Reastie · 14/04/2020 09:34

My thoughts on catching it remain the same. I don’t want to get it but if the plan is for me to have to get it at some point I want to get it as late as possible so that more is known about it and hopefully treatments are found that help a little more than what we have now. As such I am expecting not to live a normal life for a number of months. I’m just petrified when schools return as I will need to go back to work and I’m not sure mentally I can cope with going out to the world right now, I’m going to have to weigh up whether I can manage to keep my job and work or have to leave my job because of wanting to stay home to protect myself and my family, which I really don’t want to do.

Keepdistance · 14/04/2020 09:37

I agree RTB and alltofucks
It's making me increasingly anxious

  • about catching it (if we havent already got it or have it)
  • about the second wave being huge
The FT model from imperial has it oct and much bigger than this current one.

What if we do all end up immune comprimised. That's in itself reduced life expectancy.
Let alone what this could do to kids.
I think it's awful for those who get it/already had it because what if it does show really serious consequences (other than death).
If some countries keep it out if it's reactivation then anyone who has had it might not be able to go there.
Likewise HTF can we visit elderly relatives ever (if we even have any left).
Some of these factors will affect whether you can use any vax you do make as

  • if it does come back and does affect immunity what will that do to elderly that get vax
  • will they be sure even a vax dose doesnt do harm too
  • tbh it looks like we need to use drugs even on a recovering person to make sure they clear infection and dont continue to infect others.

I just hadnt realised the second wave would be so big. Many times this one as so many not immune.
The focus seems to be away from that so people dont realise and want to stay in.
But reopening schools cpuld only be for 4w as thats how long it took to overwhelm this time

CrunchyCarrot · 14/04/2020 09:39

I read in February about it potentially hiding in neurons.
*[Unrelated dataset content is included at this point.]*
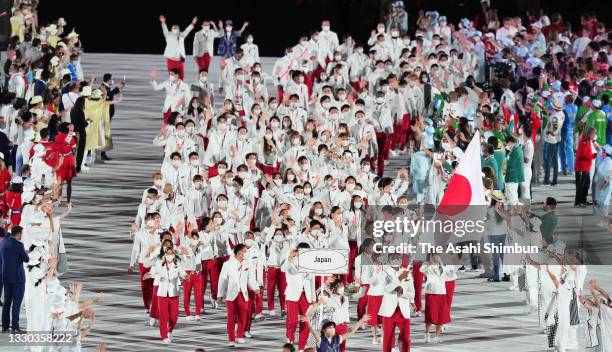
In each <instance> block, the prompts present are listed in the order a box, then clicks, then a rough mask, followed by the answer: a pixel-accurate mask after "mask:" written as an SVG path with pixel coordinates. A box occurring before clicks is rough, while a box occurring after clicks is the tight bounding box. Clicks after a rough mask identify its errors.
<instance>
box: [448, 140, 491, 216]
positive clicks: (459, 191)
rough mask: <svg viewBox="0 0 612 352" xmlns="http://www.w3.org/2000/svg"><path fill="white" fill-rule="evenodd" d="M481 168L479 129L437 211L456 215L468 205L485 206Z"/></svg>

It made me sick

It wouldn't be the first virus to 'hide' in the body. Ebola does, Chicken pox does (and can later reactivate as Shingles), Herpes, Norovirus, Epstein-Barr, Rotavirus etc. all do. That way they can evade the body's defences.
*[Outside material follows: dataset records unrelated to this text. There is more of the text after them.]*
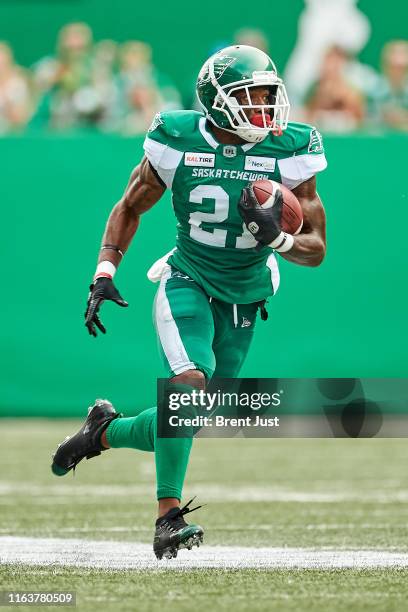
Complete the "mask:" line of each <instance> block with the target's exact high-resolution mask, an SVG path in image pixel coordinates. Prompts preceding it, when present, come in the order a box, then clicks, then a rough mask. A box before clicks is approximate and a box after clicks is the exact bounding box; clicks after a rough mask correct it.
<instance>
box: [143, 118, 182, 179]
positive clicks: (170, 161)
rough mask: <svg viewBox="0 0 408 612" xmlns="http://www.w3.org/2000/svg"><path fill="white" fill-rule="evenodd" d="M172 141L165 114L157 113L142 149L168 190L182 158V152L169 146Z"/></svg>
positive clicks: (154, 118)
www.passporthealthusa.com/2018/08/how-do-viruses-hide-within-the-body/

www.sciencedaily.com/releases/2020/02/200203114330.htm

www.sciencedaily.com/releases/2018/03/180315093824.htm

CrunchyCarrot · 14/04/2020 09:42

Glad to see the Care home situation with Covid-19 is now front page news. Victoria Derbyshire devoting the whole program to it this morning. It's scandalous and terrible, both for staff and patients. Someone said 'airbrushing out the elderly'. It feels a lot like that.